What are the other implications of Straddle?

As a buyer of the Straddle, you will pay initially for both the Call and the Put. You need not place any margins as you are a buyer of both Options. If time passes and the scrip remains at or around the same price (in this case Rs 240), you will find that the Option Premia of both the Call and the Put will decline (Time Value of Options decline with passage of time). Hence, you will suffer losses.

When will I sell a Straddle?

You bought a Straddle because you thought the scrip will become volatile. Conversely, the seller of the Straddle would believe that the scrip will act neutral. The seller will believe that the price of Satyam will stay around Rs 240 in the next fortnight or so. Accordingly, he will sell both the Call and the Put.

If the price indeed remains around Rs 240, he will make a maximum gain of Rs 21. If the price were to move up or down, he will make a lower gain as he will have to pay either on the Call (if it moves up) or on the Put (if it moves down).

What is the break even point of the Straddle?

The Straddle has two break even points viz. the Strike Price plus both Premia and the Strike Price minus both Premia. In the above example, the two break even points are Rs 261 (240 + 21) and Rs 219 (240 – 21). As seen earlier, the break even points are the same for the buyer and the seller.

What are the other implications for the seller?

As a seller, he will receive the Premia of Rs 21 on day one.
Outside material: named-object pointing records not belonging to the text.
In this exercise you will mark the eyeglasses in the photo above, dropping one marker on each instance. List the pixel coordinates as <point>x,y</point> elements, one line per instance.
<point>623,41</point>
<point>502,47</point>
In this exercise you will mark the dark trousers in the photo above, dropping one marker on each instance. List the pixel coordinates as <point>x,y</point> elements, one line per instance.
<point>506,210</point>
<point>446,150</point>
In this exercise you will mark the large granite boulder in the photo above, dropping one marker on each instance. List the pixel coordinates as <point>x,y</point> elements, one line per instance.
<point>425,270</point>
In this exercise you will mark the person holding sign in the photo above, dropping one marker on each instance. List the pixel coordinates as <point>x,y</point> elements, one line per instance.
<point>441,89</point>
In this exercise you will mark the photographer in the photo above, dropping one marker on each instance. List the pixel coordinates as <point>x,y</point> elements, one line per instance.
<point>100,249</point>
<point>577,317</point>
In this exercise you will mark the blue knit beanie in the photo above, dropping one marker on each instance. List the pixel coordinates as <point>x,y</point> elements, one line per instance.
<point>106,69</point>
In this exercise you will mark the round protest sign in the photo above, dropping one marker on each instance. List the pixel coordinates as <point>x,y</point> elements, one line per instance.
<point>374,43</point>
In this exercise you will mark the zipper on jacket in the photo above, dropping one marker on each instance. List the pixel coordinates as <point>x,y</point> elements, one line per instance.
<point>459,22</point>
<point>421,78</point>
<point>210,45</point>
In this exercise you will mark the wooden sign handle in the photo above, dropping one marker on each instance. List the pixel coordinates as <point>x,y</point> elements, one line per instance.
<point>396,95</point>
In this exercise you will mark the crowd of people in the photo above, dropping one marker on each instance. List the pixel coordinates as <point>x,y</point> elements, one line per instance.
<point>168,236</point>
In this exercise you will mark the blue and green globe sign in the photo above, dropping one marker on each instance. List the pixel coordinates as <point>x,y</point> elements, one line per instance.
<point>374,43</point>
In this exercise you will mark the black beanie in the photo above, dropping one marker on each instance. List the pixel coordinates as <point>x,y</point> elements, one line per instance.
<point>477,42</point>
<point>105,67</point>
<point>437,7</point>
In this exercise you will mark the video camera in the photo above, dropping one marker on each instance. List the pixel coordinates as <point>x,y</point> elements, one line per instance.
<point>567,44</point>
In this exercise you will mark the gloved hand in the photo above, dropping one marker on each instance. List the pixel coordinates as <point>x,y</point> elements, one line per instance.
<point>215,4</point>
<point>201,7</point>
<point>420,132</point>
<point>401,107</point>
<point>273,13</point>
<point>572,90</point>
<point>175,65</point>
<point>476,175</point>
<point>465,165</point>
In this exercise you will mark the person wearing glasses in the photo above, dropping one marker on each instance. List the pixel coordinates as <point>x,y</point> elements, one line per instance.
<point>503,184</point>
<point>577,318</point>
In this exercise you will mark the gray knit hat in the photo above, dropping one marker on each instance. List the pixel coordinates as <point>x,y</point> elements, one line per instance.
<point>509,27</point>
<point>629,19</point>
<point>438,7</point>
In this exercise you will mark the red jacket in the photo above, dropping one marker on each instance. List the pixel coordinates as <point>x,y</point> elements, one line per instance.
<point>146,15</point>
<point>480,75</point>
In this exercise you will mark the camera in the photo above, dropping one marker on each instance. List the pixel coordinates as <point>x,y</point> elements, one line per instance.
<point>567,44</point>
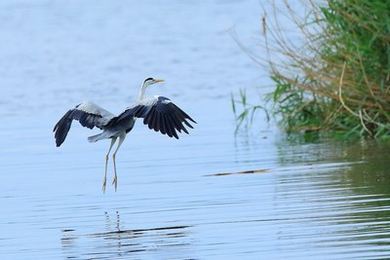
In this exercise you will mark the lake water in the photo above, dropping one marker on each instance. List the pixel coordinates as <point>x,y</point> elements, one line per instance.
<point>209,195</point>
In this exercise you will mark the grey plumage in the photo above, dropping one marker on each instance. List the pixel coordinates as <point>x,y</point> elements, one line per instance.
<point>158,113</point>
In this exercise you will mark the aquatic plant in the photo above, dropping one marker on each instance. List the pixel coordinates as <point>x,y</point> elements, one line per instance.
<point>332,74</point>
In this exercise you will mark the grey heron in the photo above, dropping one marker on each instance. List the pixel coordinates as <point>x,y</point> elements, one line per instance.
<point>158,113</point>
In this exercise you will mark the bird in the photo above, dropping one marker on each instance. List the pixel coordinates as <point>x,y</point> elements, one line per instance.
<point>159,113</point>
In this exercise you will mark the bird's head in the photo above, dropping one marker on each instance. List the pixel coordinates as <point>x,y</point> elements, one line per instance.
<point>151,81</point>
He will have to place margins on both the Options and hence these requirements could be fairly high. If time passes and the scrip stays around Rs 240, the seller will be happy as the Option values will decline and he can buy back these Options at a lower level. On the other hand, if the scrip moves, he should be careful and think of closing out early.

What is a Strangle?

A Strangle is a slightly safer Strategy in the sense that you buy a Call and a Put but at different strike prices rather than one single strike price as in the case of a Straddle. For example, you could buy a Satyam Put Strike 220 and a Satyam Call Strike 260 at prices of Rs 5 and Rs 6 respectively. This would cost you Rs 11 and you would have a Volatile view on the scrip.

The lower cost would however imply a wider break even and you would make profit only if the Scrip moves up or down by a wider margin.

The profit potential is provided in this table:

Satyam Closing Price Profit on Call Profit on Put Initial Cost Net Profit
200 0 20 11 9
210 0 10 11 -1
220 0 0 11 -11
230 0 0 11 -11
240 0 0 11 -11
250 0 0 11 -11
260 0 0 11 -11
270 10 0 11 -1
280 20 0 11 9

The two break even points here would be worked out as lower strike minus the two premia and higher strike plus the two premia respectively. In this case, the break even points are Rs 209 (220 – 11) and Rs 271 (260 + 11).